Première victoire pour la CIMADE[1] dans la deuxième bataille du marché des centres de rétention : le tribunal administratif de Paris vient d'enjoindre au ministre du pipeau et du drapeau de ne pas signer les attributions des lots le temps pour le juge administratif d'examiner la légalité de cette passation de marché.
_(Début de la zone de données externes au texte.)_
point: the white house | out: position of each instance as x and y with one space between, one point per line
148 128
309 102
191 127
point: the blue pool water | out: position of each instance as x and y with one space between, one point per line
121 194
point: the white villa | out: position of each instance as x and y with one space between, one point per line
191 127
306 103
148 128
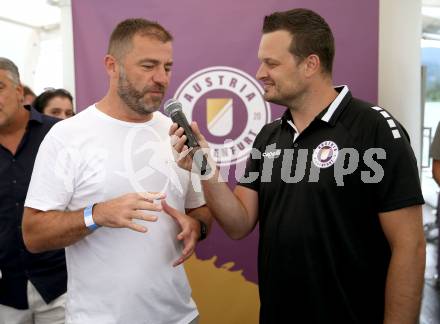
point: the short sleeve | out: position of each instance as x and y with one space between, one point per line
53 177
400 185
435 146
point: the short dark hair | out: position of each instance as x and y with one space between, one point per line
43 99
122 36
310 32
9 66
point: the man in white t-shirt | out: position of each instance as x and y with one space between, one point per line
102 177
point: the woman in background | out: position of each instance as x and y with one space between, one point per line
55 102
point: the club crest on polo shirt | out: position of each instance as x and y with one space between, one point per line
325 154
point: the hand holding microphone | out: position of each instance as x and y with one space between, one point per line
187 140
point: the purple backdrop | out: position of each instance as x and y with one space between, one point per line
224 33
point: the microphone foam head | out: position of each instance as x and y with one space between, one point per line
171 106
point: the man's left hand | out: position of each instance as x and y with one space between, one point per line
190 231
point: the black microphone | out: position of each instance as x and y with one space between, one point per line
173 108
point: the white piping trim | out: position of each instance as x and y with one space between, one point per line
331 110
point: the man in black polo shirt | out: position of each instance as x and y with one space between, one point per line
32 286
334 185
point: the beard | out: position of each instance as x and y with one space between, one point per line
134 99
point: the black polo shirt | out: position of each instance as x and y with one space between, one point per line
323 257
47 271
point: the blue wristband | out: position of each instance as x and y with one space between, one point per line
88 218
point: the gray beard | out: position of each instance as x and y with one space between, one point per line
133 98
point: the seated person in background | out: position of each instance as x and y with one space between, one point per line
55 102
29 95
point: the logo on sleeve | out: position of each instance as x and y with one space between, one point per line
325 154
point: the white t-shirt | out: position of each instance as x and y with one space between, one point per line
118 276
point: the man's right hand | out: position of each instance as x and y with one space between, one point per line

La loi impose en effet la présence dans les centres de rétention d'intervenants extérieurs pour assurer, de manière impartiale, l'information des étrangers sur leurs droits et le cas échéant leur permettre de former les recours auxquels ils ont droit, et surveiller les conditions de rétention. Jusqu'à présent, le Comité Inter Mouvements Auprès Des Evacués était la seule association autorisée à intervenir dans les Centres de Rétention. Elle remplissait ce rôle sans qu'aucun reproche ne puisse lui être fait : les permanences sont tenues, les bénévoles sont compétents et disponibles et ils sont souvent les intermédiaires des avocats pour la transmission des documents. Et son rapport annuel dénonçait régulièrement la situation déplorable dans les Centres de Rétention.
Face à cela, le Gouvernement pouvait débloquer les moyens pour faire des Centres de rétention des lieux conformes aux valeurs de la République, ou faire taire la CIMADE. C'est naturellement cette deuxième option qui a été choisie, et le M3I a décidé de diviser le marché des Centres de Rétention en huit lots et de les soumettre à un appel d'offres, selon le principe du diviser pour régner. Le premier marché a été annulé en octobre dernier par un référé exercé par ces gros nuls du GISTI, et le nouveau ministre a repris le dossier et fait un nouvel appel d'offres.
Qui a abouti à l'annonce de la répartition des huit lots entre la CIMADE (Lot 1 : Bordeaux, Nantes, Rennes, Toulouse et Hendaye ; Lot 4 : Nîmes, Perpignan et Sète ; et Lot 6 : Mesnil-Amelot 1, 2 et 3, c'est-à-dire tout Roissy), l'Ordre de Malte (Lot 2 : Lille 1 et 2, Metz, Geispolsheim), le Forum Réfugié (Lot 3 : Lyon, Marseille et Nice), France Terre d'Asile (Lot 7 : Palaiseau, Plaisir, Coquelles et Rouen-Oissel), l'Association Service Social FAmilial Migrants (Lot 8 : Bobigny et Paris) et pour l'Outre-Mer (Lot 5, un des plus délicats, voyez ceci pour mémoire — la 2e vidéo), le Collectif Respect.
C'est sur ce dernier point que le bât blesse le plus. Le Collectif Respect, personne n'en avait jamais entendu parler. Leur site est pour le moins indigent, leur devise ambiguë (“ Respect à ceux qui, par la force de l'intelligence, refusent l'esclavage de la violence”), et une rapide recherche a permis de découvrir que ce collectif a été créé et présidé jusqu'en janvier 2008 par un membre de l'UMP, chargé de mission du ministère de l’Immigration qui représenté le ministère comme expert dans deux colloques internationaux en 2008. L'actuelle coordinatrice figurait sur la liste conduite par François Copé aux régionales de 2004 en Île de France. Ajoutons à cela l'absence totale de transparence de l'association (la coordinatrice ne sait même pas si le Collectif Respect emploie des salariés, les comptes ne sont pas publiés). Voyez le billet accablant de Serge Slama sur son blog (full disclosure : Serge Slama est membre du GISTI). Quand même. Le ministère du pipeau aurait pu faire un effort pour que ça ne se voit pas trop, quand même.
Bref, ce nouveau marché public semble aussi mal engagé que le précédent ; en tout cas le juge administratif a décidé de prendre le temps de regarder ça de plus près. Je vous tiens au courant.
Notes
[1] On devrait dire LE CIMADE puisqu'il s'agit du Comité Inter Mouvement Auprès Des Évacués, mais la sonorité de l'acronyme a fait que l'usage est d'utiliser le féminin, en sous entendant “l'association CIMADE”.